On August 3, 2017, the U.S. State Department issued a 60-day notice of a policy to collect supplemental information from approximately 65,000 visa applicants; this policy continues the information collection put into place on an emergency basis in May 2017, to which the Brennan Center and 34 other groups objected.
The supplemental questions would require visa applicants to provide 15 years’ worth of personal information, as well as all social media platforms and handles they have used during the previous five years. They would predominantly be asked of persons seeking to travel to the U.S. from Muslim-majority countries that President Trump has targeted with categorical travel bans. This policy is in furtherance of the government’s “extreme vetting” policy initiative, which has been criticized for unfairly targeting certain groups based on religion and national origin as well as placing an excessive burden on visa applicants without sufficiently showing that the additional information is useful or relevant to national security concerns.

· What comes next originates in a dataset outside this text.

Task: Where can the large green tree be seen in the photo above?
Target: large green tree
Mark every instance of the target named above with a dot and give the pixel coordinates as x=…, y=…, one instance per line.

The letter to the State Department makes six principal objections:
- The proposed collection excessively burdens visa applicants for speculative national security benefits: The request for fifteen years’ worth of details on travel, address, and employment imposes an excessive – and potentially exclusionary – burden on affected applicants without commensurate benefits for national security;
- Request for social media platforms and identifiers is ambiguous and broad: The term “social media platforms” is not defined, and may be interpreted to include an incredibly broad array of online activities. Additionally, the scope of the request raises the risk that travelers will be held accountable for posts on a profile for which they exercise only partial control;
- Information that is captured will be difficult to interpret and the process will chill free expression: Communications on social media are difficult, if not impossible, to interpret accurately, even more so in the context of unfamiliar cultures and languages, and applicants and their American contacts may proactively censor themselves;
- Muslims will be primarily burdened: The history of these vetting procedures suggests that they are likely to be applied disproportionately to Muslim applicants, disfavoring individuals on the basis of their religious beliefs;
- Information collection may facilitate bulk data mining and algorithmic analysis efforts that amplify privacy and discrimination concerns: The report does not specify how the State Department will use or store the data it obtains, and exploiting this data for bulk mining or algorithmic analysis would further amplify many of the existing concerns about discrimination and invasion of privacy;
- There is no evidence that foreign visitors pose a significant threat to the U.S.: Over the past ten years, Americans have been more than ten times as likely to drown in a bathtub or die in a lightning strike than to die in a terrorist attack perpetrated by a foreign born terrorist on U.S. soil, and entry screening would have been unlikely to stop the attacks that were perpetrated by foreign-born terrorists.
In sum, the Department of State’s rushed information collection initiative will create unnecessary burdens for those seeking to come to the United States, implement an overly-broad and ambiguous social-media policy with unclear future implications, and create an infrastructure through which policies that discriminate against Muslims may be administered. The Brennan Center and its allies urge the State Department to abandon its proposal.